Их лица стали таять, растворяться в темноте. Он мог разглядеть только крупные снежинки за окном.
– Эльза, подожди! Отто, Макс! Не уходите!
Никто не ответил. Он прикоснулся к стеклу, оно было теплым от его дыхания.
«Я бы лучше ходила в валенках, я бы променяла эту кожаную роскошь на один его звонок, – думала Маша, повторяя в десятый раз сольный танец Аистенка из второго акта. – Нет, не надо никаких звонков, я не хочу питаться из одной кормушки с Борисовой. Конечно, это не конфискаты, они совсем новенькие, их могли давать в нескольких разных распределителях, не только в энкавэдэшном, где отоваривается товарищ Колода».

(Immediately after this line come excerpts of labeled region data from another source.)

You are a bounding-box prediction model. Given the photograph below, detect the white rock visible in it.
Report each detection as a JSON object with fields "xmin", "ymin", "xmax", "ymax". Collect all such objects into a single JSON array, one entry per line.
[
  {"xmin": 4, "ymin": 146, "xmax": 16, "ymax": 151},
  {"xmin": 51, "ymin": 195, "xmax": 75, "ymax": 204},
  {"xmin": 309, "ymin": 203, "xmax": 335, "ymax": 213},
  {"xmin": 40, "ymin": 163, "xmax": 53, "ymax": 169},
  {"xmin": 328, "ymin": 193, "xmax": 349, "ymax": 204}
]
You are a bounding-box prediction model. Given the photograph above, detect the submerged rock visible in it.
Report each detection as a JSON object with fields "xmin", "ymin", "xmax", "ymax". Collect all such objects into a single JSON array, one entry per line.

– Акимова, что у тебя с руками? Это не руки, это деревяшки, а должны быть крылья! Соберись, соберись, Маша, о чем ты думаешь? – кричала Пасизо.
У Маши звенело в ушах от ее голоса и треньканья клавиш. Глаза заливал пот, мокрое трико липло к телу. Пасизо гоняла ее третий час подряд.
– Пошла на разбег, баллон! И-р-раз! Держись, держись в воздухе! Колени! Гнешь колени! Ой, елки-палки! Еще раз так приземлишься, сниму с роли! Все, отдыхаем двадцать минут!
Маша добрела до коврика, рухнула навзничь, закрыла глаза. Сердце стало гигантским, его биение заполнило все тело. Жар сменился ознобом, трико неприятно холодило кожу. Прежде чем выйти из зала, Пасизо накрыла ее старой вязаной шалью, проворчала:
– Мокрая, как мышонок, простынешь.
Стукнула дверь. Маша слабо шевельнулась, натянула шаль до подбородка. Шерсть пахла нафталином, бахрома щекотала шею, от батареи веяло сухим жаром, в трубах тихо булькала вода, между рамами завывал ветер, звенело оконное стекло. Надо было разумно использовать эти драгоценные двадцать минут, расслабиться, чтобы со свежими силами выполнить, наконец, несколько па, из-за которых Пасизо держала ее в зале до позднего вечера. Но расслабиться не удавалось.